Dalam riwayat Tirmidhi terdapat hadis mulia ketika Rasulullah ditanya: “Di mana Allah sebelum penciptaan Semesta Alam?” Beliau menjawab: “Ia berada di ‘Ama.” Dijelaskan bahwa ‘Ama tidak memiliki sifat atas dan bawah. Dengan kata lain ia adalah ruang-ketiadaan asasi di ketidakadaan waktu. Sayyidina Ali, semoga Allah memuliakan wajahnya, juga ditanya hal yang sama dan setelah lama diam, ia menjawab: “Bertanya di mana Allah adalah menanyakan tempat. Sedang, Allah ada, namun tidak ada tempat. Lalu Dia menciptakan waktu/tempat dan Dia ada kini, sebagaimana Dia ada sebelum waktu/tempat.”

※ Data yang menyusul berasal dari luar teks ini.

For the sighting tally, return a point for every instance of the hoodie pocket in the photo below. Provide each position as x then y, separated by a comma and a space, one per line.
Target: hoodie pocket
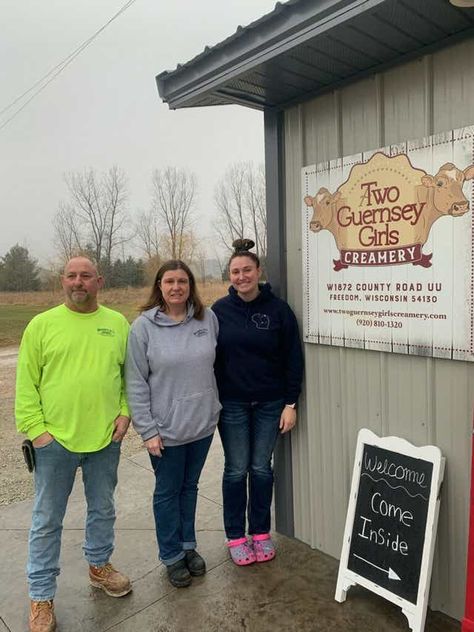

Maka ‘Ama ialah sebuah kekosongan tanpa bentuk-bentuk padanya, benar-benar hampa, tidak ada. Kehampaan asali. Pada suatu tahapan dalam tafakur mendalam arifin di perjalanan menuju Allah, mereka akan memasukinya, jika Allah kehendaki, ke dalam kabut gelap besar yang tidak bisa dibedakan. Sebelum keberadaan waktu.
Shaykh Ibn al-Habib menasihati:
“Wahai engkau yang merindukan kehadiran sebagai saksi mata, engkau harus bangkit di atas arwah dan berbagai bentuk.
Dan bergantunglah pada kehampaan asali, dan jadilah dirimu seakan engkau belum fana, wahai yang telah fana!
Pastilah engkau akan melihat sebuah rahasia yang makna-maknanya telah menyebar di setiap zaman.”